Stephens played in the school bands, and he audited classes Laney College in Oakland taught by Bay area jazz legend Ed Kelly.
“I got to hang out with cats who did it for a living,” Stephens remembers. “They would tell stories and we’d learn tunes.”
He relished that sense of community. He played some gigs around town, and Kelly hired him for his band at times.
Then Stephens headed east to study at Berklee College of Music in Boston.
Just as he was touching down in Boston though, his mother called. He had to find a nephrologist immediately. He’d been diagnosed with the rare kidney disease, focal segmental glomerulosclerosis.
“I went through college not having to deal with it head on other than taking medication. Obviously it was in the back of my mind the whole time.”
He completed his studies at what was then the Thelonious Monk Jazz Institute (now the Herbie Hancock Jazz Institute.)
He settled into New York City to forge a career, and deal with his disease. In 2009, he started dialysis. That rooted him to the city because seeking treatment on the road was difficult and expensive. Travel out of the country was out of the question.
“I wanted get as much music out as possible,” he said. He recorded an album or two every year during that period.
“Because as a player I didn’t have the stamina I had before, it made me a more patient player.”
Then in 2015, his aunt stepped up to be a kidney donor in a three-way paired donation where her kidney went to one patient, and another kidney to another, and another to Stephens. That way, Stephens noted, two other people got extensions on life.
“You just don’t take things for granted after going through an experience like that,” he said. “It changes you forever. I find myself overly appreciative of everything I have, that I’m able to still do. I’m realizing the things I do now are not possible without the generosity of my aunt, technology, the docs, and all those who supported me during that time. It’s forever a part of me.”
Not surprisingly he titled his newest recording “Gratitude.”
Now he’s able to head off to Europe with Barron.
Stephens said he appreciates the elder musician’s approach to composing. “He knows how to write a theme that’s memorable, not just a bunch of notes splattered on the paper, but a vehicle for self expression.”
Often students will try to pack all the tricks they know into one composition, and end up performing with their heads buried in the music.
Barron, he said, often has musicians learn the music by ear.

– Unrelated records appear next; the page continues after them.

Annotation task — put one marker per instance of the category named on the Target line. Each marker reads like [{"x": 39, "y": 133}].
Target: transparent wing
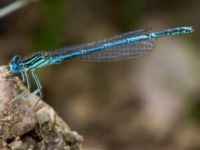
[{"x": 111, "y": 54}]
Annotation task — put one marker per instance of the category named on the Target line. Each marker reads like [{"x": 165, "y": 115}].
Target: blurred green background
[{"x": 148, "y": 103}]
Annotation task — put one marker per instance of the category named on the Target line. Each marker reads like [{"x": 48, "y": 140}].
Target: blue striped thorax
[{"x": 15, "y": 64}]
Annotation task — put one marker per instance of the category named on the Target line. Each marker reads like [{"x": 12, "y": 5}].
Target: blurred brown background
[{"x": 148, "y": 103}]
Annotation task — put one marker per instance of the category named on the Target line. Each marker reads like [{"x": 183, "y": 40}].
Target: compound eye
[{"x": 16, "y": 59}]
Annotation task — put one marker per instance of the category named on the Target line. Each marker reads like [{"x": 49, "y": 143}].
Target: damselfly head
[{"x": 14, "y": 64}]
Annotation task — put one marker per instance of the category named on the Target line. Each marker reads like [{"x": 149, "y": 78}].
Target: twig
[
  {"x": 13, "y": 7},
  {"x": 38, "y": 129}
]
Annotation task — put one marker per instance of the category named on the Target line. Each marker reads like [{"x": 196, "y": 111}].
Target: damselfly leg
[{"x": 26, "y": 80}]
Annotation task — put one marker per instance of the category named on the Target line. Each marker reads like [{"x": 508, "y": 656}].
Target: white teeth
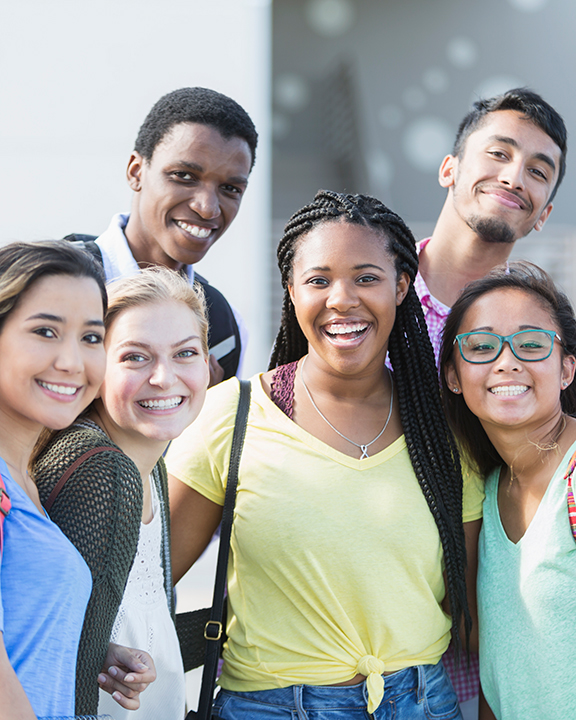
[
  {"x": 161, "y": 404},
  {"x": 60, "y": 389},
  {"x": 509, "y": 390},
  {"x": 195, "y": 230},
  {"x": 341, "y": 329}
]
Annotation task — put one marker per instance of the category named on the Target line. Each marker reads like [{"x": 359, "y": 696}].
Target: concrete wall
[
  {"x": 415, "y": 67},
  {"x": 76, "y": 80}
]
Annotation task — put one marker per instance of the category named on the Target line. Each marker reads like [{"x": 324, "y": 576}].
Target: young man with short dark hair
[
  {"x": 508, "y": 160},
  {"x": 189, "y": 170}
]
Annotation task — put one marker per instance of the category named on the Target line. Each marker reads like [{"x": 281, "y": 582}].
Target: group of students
[{"x": 370, "y": 497}]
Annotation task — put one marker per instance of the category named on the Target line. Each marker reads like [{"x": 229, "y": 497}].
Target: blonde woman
[
  {"x": 52, "y": 360},
  {"x": 114, "y": 504}
]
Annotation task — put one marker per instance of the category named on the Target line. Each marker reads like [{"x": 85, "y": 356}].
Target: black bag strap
[{"x": 214, "y": 629}]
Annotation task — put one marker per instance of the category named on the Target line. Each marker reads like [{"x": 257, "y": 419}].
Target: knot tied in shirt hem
[{"x": 373, "y": 669}]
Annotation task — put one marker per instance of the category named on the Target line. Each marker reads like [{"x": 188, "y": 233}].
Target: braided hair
[{"x": 430, "y": 443}]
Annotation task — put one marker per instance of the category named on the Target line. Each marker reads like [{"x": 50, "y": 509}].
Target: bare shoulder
[{"x": 266, "y": 380}]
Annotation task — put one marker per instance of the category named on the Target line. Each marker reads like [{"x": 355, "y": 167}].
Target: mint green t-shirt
[{"x": 527, "y": 609}]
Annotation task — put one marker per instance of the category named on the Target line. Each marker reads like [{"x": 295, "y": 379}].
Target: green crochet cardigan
[{"x": 100, "y": 510}]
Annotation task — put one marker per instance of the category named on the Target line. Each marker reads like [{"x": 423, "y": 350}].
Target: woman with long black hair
[{"x": 348, "y": 538}]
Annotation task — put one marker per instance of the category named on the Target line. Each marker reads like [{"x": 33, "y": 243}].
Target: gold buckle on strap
[{"x": 217, "y": 629}]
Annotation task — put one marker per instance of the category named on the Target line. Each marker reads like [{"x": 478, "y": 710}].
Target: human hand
[{"x": 127, "y": 672}]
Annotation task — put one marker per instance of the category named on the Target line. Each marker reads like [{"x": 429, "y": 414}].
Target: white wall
[{"x": 76, "y": 80}]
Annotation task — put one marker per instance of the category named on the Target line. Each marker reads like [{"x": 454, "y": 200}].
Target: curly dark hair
[
  {"x": 529, "y": 278},
  {"x": 195, "y": 105},
  {"x": 430, "y": 443}
]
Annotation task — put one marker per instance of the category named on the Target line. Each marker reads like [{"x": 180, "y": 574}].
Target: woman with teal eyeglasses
[{"x": 507, "y": 368}]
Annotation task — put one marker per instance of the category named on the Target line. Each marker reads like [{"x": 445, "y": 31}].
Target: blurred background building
[
  {"x": 355, "y": 95},
  {"x": 367, "y": 96}
]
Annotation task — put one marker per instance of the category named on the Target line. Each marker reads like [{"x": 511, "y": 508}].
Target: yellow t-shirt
[{"x": 336, "y": 563}]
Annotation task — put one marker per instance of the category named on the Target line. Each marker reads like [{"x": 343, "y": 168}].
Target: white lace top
[{"x": 144, "y": 622}]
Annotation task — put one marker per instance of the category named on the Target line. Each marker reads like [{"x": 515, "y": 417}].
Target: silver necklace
[{"x": 363, "y": 448}]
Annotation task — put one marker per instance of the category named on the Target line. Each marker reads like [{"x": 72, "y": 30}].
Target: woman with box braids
[
  {"x": 430, "y": 442},
  {"x": 350, "y": 504}
]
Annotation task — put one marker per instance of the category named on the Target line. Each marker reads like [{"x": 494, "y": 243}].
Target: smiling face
[
  {"x": 345, "y": 294},
  {"x": 52, "y": 358},
  {"x": 157, "y": 373},
  {"x": 508, "y": 392},
  {"x": 187, "y": 195},
  {"x": 502, "y": 182}
]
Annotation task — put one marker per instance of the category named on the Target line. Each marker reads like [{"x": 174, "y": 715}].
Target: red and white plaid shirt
[
  {"x": 435, "y": 312},
  {"x": 465, "y": 679}
]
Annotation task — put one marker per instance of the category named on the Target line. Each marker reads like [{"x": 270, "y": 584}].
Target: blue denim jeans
[{"x": 423, "y": 692}]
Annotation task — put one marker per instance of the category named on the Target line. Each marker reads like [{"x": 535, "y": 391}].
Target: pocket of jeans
[{"x": 440, "y": 701}]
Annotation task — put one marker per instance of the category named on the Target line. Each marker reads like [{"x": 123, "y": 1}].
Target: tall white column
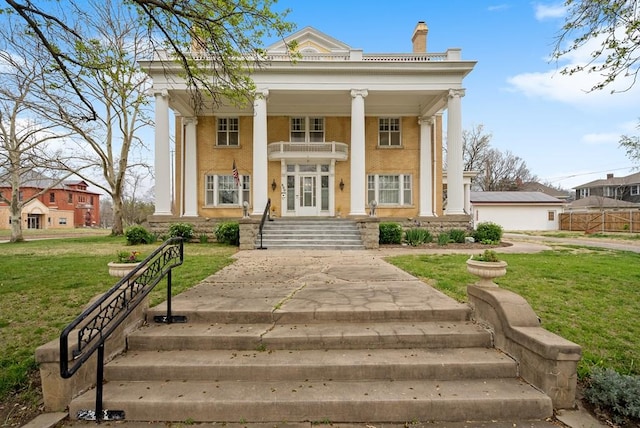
[
  {"x": 190, "y": 177},
  {"x": 426, "y": 170},
  {"x": 260, "y": 159},
  {"x": 358, "y": 173},
  {"x": 455, "y": 186},
  {"x": 162, "y": 154},
  {"x": 467, "y": 198}
]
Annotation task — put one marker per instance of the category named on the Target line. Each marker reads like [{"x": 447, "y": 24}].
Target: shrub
[
  {"x": 617, "y": 393},
  {"x": 390, "y": 233},
  {"x": 228, "y": 233},
  {"x": 488, "y": 233},
  {"x": 136, "y": 235},
  {"x": 486, "y": 256},
  {"x": 444, "y": 238},
  {"x": 417, "y": 236},
  {"x": 181, "y": 230},
  {"x": 457, "y": 235}
]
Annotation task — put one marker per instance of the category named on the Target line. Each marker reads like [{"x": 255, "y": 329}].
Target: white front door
[
  {"x": 306, "y": 190},
  {"x": 308, "y": 195}
]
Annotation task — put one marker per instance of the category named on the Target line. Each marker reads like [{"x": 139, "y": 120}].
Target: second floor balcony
[{"x": 288, "y": 150}]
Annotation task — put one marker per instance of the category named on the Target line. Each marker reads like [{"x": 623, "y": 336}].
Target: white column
[
  {"x": 260, "y": 159},
  {"x": 467, "y": 198},
  {"x": 190, "y": 180},
  {"x": 358, "y": 173},
  {"x": 426, "y": 170},
  {"x": 455, "y": 186},
  {"x": 162, "y": 154}
]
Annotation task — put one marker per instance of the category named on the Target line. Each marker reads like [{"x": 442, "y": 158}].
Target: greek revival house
[{"x": 327, "y": 134}]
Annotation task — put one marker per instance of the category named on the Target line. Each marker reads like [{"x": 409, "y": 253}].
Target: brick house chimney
[{"x": 419, "y": 37}]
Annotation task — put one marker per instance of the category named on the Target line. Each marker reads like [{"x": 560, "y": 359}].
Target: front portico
[{"x": 326, "y": 135}]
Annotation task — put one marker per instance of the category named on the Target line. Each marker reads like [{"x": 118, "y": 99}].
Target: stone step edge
[
  {"x": 398, "y": 364},
  {"x": 334, "y": 401},
  {"x": 311, "y": 336}
]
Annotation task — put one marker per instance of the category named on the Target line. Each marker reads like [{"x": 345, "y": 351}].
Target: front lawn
[
  {"x": 44, "y": 284},
  {"x": 588, "y": 296}
]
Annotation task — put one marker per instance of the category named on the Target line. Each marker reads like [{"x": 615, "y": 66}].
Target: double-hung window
[
  {"x": 609, "y": 192},
  {"x": 390, "y": 189},
  {"x": 221, "y": 190},
  {"x": 228, "y": 131},
  {"x": 584, "y": 192},
  {"x": 389, "y": 131},
  {"x": 306, "y": 129}
]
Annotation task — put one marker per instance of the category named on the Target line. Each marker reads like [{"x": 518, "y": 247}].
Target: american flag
[{"x": 236, "y": 176}]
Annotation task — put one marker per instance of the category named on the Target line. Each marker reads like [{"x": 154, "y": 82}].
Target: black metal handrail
[
  {"x": 96, "y": 323},
  {"x": 265, "y": 216}
]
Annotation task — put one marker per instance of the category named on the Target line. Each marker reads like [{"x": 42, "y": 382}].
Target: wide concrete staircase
[
  {"x": 335, "y": 365},
  {"x": 312, "y": 234}
]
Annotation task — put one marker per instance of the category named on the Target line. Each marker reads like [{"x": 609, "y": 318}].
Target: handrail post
[
  {"x": 169, "y": 319},
  {"x": 99, "y": 382}
]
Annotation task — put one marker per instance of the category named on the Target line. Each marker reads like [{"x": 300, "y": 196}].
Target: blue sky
[{"x": 565, "y": 135}]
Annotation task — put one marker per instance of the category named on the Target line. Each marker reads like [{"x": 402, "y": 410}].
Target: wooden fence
[{"x": 601, "y": 221}]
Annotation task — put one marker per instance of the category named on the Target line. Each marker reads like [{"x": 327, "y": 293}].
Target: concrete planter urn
[
  {"x": 486, "y": 271},
  {"x": 120, "y": 270}
]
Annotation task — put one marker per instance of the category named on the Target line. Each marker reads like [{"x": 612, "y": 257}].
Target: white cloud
[
  {"x": 601, "y": 138},
  {"x": 549, "y": 11},
  {"x": 497, "y": 7},
  {"x": 573, "y": 90}
]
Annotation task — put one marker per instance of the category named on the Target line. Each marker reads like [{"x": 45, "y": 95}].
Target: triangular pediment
[{"x": 310, "y": 39}]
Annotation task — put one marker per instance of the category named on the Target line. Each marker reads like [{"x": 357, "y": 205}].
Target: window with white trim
[
  {"x": 306, "y": 129},
  {"x": 228, "y": 131},
  {"x": 609, "y": 191},
  {"x": 390, "y": 189},
  {"x": 389, "y": 131},
  {"x": 221, "y": 190}
]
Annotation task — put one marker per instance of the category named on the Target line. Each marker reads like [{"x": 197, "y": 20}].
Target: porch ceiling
[{"x": 328, "y": 103}]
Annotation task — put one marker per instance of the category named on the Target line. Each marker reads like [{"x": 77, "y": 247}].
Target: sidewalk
[{"x": 309, "y": 266}]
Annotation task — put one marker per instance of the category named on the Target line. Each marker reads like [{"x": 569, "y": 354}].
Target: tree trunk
[
  {"x": 117, "y": 228},
  {"x": 16, "y": 225}
]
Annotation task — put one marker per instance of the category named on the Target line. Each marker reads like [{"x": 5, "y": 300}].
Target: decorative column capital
[
  {"x": 160, "y": 93},
  {"x": 359, "y": 93},
  {"x": 192, "y": 120},
  {"x": 426, "y": 120},
  {"x": 456, "y": 93},
  {"x": 262, "y": 94}
]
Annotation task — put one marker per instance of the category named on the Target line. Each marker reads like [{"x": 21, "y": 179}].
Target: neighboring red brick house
[{"x": 66, "y": 205}]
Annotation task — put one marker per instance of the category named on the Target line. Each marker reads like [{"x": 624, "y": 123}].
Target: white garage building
[{"x": 517, "y": 210}]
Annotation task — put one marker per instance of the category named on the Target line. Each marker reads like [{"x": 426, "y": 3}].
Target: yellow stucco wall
[{"x": 212, "y": 159}]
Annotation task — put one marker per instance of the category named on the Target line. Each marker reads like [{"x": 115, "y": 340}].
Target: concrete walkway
[{"x": 306, "y": 282}]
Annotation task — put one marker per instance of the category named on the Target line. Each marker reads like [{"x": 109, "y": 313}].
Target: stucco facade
[{"x": 326, "y": 136}]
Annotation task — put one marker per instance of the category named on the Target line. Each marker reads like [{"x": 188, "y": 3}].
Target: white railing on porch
[{"x": 289, "y": 150}]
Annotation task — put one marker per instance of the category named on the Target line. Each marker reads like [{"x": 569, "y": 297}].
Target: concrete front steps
[
  {"x": 320, "y": 234},
  {"x": 283, "y": 367}
]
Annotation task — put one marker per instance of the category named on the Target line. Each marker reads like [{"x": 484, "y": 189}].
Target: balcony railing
[
  {"x": 452, "y": 54},
  {"x": 289, "y": 150}
]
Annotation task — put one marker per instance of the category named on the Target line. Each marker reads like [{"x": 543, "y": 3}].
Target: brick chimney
[{"x": 419, "y": 37}]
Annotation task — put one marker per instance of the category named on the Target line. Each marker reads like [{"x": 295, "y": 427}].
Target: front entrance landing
[{"x": 316, "y": 336}]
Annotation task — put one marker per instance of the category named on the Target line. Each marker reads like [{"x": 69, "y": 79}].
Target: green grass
[
  {"x": 586, "y": 295},
  {"x": 44, "y": 284}
]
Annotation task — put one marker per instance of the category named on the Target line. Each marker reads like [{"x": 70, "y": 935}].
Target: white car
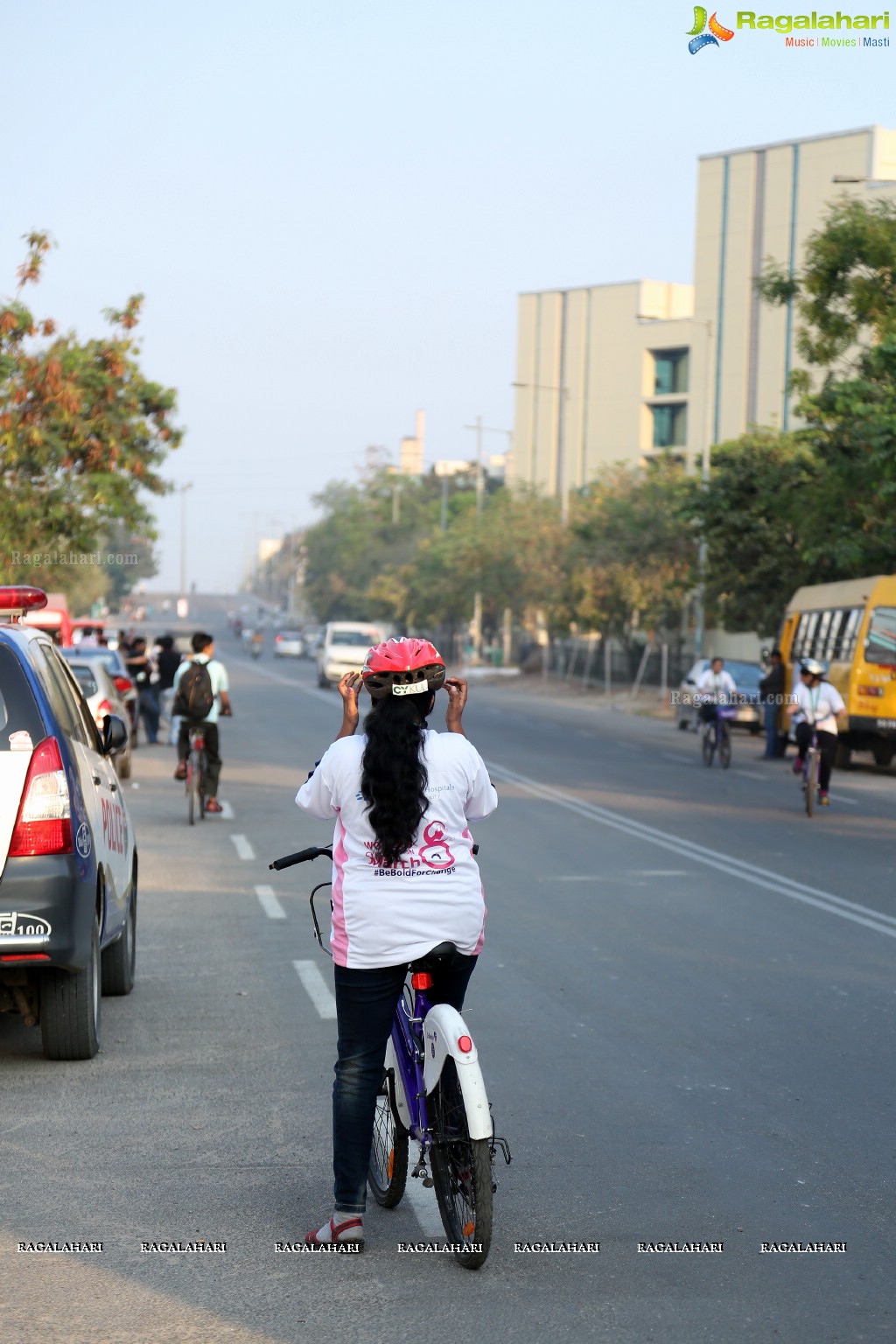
[
  {"x": 344, "y": 648},
  {"x": 288, "y": 644},
  {"x": 102, "y": 697}
]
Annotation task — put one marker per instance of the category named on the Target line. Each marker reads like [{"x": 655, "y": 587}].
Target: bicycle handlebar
[
  {"x": 313, "y": 852},
  {"x": 301, "y": 857}
]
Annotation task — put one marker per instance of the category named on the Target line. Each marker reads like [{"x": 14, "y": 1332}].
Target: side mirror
[{"x": 115, "y": 734}]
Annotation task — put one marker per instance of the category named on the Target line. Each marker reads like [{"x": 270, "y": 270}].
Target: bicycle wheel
[
  {"x": 812, "y": 781},
  {"x": 461, "y": 1171},
  {"x": 708, "y": 744},
  {"x": 387, "y": 1168}
]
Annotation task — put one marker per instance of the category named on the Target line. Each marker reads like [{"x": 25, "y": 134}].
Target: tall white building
[{"x": 624, "y": 371}]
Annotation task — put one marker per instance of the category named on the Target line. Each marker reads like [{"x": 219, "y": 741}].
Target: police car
[{"x": 67, "y": 858}]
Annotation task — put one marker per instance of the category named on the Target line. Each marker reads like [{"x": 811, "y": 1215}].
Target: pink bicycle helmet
[{"x": 403, "y": 667}]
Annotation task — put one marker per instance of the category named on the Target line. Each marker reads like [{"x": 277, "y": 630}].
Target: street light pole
[
  {"x": 480, "y": 495},
  {"x": 182, "y": 491}
]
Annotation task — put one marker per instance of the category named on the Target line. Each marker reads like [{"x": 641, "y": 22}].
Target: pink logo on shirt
[{"x": 436, "y": 852}]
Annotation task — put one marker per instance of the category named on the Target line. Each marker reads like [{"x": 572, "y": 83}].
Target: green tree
[
  {"x": 758, "y": 519},
  {"x": 633, "y": 550},
  {"x": 82, "y": 430},
  {"x": 845, "y": 300}
]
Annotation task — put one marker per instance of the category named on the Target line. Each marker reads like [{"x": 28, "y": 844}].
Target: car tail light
[
  {"x": 43, "y": 824},
  {"x": 102, "y": 710}
]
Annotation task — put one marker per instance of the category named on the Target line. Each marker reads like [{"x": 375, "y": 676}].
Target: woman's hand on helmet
[
  {"x": 457, "y": 690},
  {"x": 348, "y": 689}
]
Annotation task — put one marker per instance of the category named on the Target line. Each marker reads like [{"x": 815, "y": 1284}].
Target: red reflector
[
  {"x": 22, "y": 599},
  {"x": 43, "y": 824}
]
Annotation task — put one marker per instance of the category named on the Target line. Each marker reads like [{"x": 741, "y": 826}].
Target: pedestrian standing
[{"x": 771, "y": 690}]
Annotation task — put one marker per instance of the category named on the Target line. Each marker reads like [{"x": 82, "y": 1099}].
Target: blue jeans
[
  {"x": 364, "y": 1008},
  {"x": 771, "y": 732}
]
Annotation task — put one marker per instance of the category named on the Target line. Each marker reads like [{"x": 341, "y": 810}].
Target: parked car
[
  {"x": 102, "y": 697},
  {"x": 746, "y": 677},
  {"x": 343, "y": 649},
  {"x": 312, "y": 639},
  {"x": 288, "y": 644},
  {"x": 115, "y": 663},
  {"x": 67, "y": 854}
]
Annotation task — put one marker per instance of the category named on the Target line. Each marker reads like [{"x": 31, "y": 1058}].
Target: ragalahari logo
[{"x": 700, "y": 39}]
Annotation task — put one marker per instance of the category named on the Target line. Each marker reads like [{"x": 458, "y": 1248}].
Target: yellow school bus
[{"x": 852, "y": 626}]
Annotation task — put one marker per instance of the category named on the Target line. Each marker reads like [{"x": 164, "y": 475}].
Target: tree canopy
[{"x": 82, "y": 431}]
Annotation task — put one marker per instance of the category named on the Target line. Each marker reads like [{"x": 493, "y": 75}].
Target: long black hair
[{"x": 394, "y": 776}]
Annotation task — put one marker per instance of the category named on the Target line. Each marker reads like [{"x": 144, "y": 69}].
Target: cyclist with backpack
[{"x": 200, "y": 696}]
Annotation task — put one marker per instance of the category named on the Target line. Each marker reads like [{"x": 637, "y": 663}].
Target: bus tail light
[{"x": 43, "y": 824}]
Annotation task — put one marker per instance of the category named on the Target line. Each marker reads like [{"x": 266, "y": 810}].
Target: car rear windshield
[
  {"x": 87, "y": 680},
  {"x": 880, "y": 646},
  {"x": 19, "y": 710},
  {"x": 109, "y": 657},
  {"x": 355, "y": 639},
  {"x": 745, "y": 675}
]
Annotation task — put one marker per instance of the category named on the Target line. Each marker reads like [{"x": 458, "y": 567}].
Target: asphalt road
[{"x": 685, "y": 1018}]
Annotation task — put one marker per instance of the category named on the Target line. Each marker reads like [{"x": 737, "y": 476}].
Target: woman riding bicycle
[
  {"x": 404, "y": 879},
  {"x": 817, "y": 706}
]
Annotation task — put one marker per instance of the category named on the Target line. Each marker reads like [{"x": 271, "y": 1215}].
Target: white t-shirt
[
  {"x": 720, "y": 686},
  {"x": 384, "y": 917},
  {"x": 818, "y": 704}
]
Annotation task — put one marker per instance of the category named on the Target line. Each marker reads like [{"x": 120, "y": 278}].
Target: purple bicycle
[
  {"x": 431, "y": 1093},
  {"x": 717, "y": 735}
]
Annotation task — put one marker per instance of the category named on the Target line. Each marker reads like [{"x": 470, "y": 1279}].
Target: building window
[
  {"x": 669, "y": 371},
  {"x": 669, "y": 425}
]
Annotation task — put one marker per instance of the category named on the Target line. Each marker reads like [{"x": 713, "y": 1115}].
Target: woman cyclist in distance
[{"x": 404, "y": 879}]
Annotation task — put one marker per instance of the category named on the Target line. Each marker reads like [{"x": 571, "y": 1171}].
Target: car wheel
[
  {"x": 70, "y": 1008},
  {"x": 120, "y": 960}
]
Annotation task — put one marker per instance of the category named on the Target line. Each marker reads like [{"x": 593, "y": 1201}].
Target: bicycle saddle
[{"x": 444, "y": 953}]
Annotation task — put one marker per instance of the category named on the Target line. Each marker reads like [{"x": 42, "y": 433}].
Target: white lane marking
[
  {"x": 243, "y": 847},
  {"x": 426, "y": 1210},
  {"x": 288, "y": 680},
  {"x": 660, "y": 872},
  {"x": 316, "y": 988},
  {"x": 269, "y": 903},
  {"x": 700, "y": 854}
]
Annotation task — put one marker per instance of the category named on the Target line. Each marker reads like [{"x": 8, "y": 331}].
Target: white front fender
[{"x": 442, "y": 1028}]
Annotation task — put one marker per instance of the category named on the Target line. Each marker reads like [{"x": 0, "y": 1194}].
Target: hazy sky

This approach “makes me really appreciate the beauty of simplicity and how much it allows for actual conversation among musicians.”
Along with work for other leaders, Stephens also teaches at the Manhattan School of Music. More and more he’s fronting his own ensembles, giving voice his own sound.
“I’m just trying to create a world that all within earshot can escape into. I want to create conversations among the players that anyone walking off the street can feel they’re welcome to join into. … I want to create some memorable moments that they can appreciate even after the show is over, after the meeting of audience and band have ceased.”
At BGSU he will get the rare chance to hear the music he’s written for big band. He’s only heard all these half-dozen charts performed together once at a show at Berklee a couple years ago.
The night before he’ll be performing with an ensemble of musicians he’s never met before. “I personally like it,” he said. “I generally don’t like to control things too much. I put as much as I can on paper and let the interpretation happen. … It’s not about the accuracy of what’s on the page. Some parts are technically difficult. I don’t mind those being a little rough around the edges. I think of it as character rather than wrong per se.”